In [8]:
import pandas as pd
import seaborn as sns
from sklearn.pipeline import make_pipeline
from sklearn.impute import SimpleImputer
from sklearn.preprocessing import MinMaxScaler, OneHotEncoder
from sklearn.ensemble import RandomForestRegressor
from sklearn.compose import ColumnTransformer, make_column_transformer
import joblib

In [None]:
df = sns.load_dataset('tips')

X = df.drop('tip', axis=1)
y = df['tip']

# Sacamos la 'X' y la 'y'
categorical_cols = ['sex', 'smoker', 'day', 'time']
numerical_cols = ['total_bill', 'size']

# Hacemos los pipeline
numerical_pipeline = make_pipeline(
    SimpleImputer(strategy='median'),
    MinMaxScaler()
)
categorical_pipeline = make_pipeline(
    SimpleImputer(strategy='most_frequent'),
    OneHotEncoder(sparse_output=False)
)

# Transformamos las columnas
column_transformer = make_column_transformer(
    (numerical_pipeline, numerical_cols),
    (categorical_pipeline, categorical_cols)
)

# Montamos el pipeline ya con los datos preparados
pipeline = make_pipeline(column_transformer, RandomForestRegressor(random_state=42))

# Entrenamos el pipeline
pipeline.fit(X, y)

# Mostramos las metricas
print('R2 en train', pipeline.score(X,y))

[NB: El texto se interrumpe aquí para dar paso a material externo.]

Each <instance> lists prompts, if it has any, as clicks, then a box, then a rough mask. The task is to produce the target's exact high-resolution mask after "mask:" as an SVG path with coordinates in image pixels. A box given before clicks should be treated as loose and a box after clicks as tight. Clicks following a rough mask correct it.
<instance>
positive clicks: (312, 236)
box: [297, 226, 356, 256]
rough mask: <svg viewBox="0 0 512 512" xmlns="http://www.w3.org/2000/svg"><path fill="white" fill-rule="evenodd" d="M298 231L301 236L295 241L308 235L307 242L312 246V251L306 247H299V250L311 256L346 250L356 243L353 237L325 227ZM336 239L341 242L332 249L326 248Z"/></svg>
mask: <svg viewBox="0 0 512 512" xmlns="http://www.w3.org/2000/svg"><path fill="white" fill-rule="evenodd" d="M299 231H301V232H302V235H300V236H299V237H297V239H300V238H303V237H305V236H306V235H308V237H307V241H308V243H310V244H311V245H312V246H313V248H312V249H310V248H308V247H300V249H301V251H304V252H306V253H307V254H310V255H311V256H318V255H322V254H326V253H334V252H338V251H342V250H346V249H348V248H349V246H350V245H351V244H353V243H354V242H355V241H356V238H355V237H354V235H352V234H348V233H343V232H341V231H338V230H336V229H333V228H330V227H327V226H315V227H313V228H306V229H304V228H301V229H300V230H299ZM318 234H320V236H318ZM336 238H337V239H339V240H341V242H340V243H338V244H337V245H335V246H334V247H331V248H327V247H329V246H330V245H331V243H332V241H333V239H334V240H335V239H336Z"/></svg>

# Creamo un archivo Joblib para usarlo en app.py
joblib.dump(pipeline, 'pipeline.joblib')

R2 en train 0.9176612396276067


['pipeline.joblib']

In [None]:
# Alternativa más corta
from sklearn.compose import make_column_selector


column_transformer = make_column_transformer(
    (
        make_pipeline(
            SimpleImputer(strategy='median'),
            MinMaxScaler()
        ),
        make_column_selector(dtype_include='number') # detecta automaticamente columnas numéricas
    ),
    (
        make_pipeline(
            SimpleImputer(strategy='most_frequent'),
            OneHotEncoder(sparse_output=False)
        ),
        make_column_selector(dtype_include=['object', 'category']) # detecta automaticamente columnas categóricas
    )
)

pipeline = make_pipeline(column_transformer, RandomForestRegressor(random_state=42))
pipeline.fit(X, y)
print('R2 en train', pipeline.score(X, y))
joblib.dump(pipeline, 'pipeline.joblib')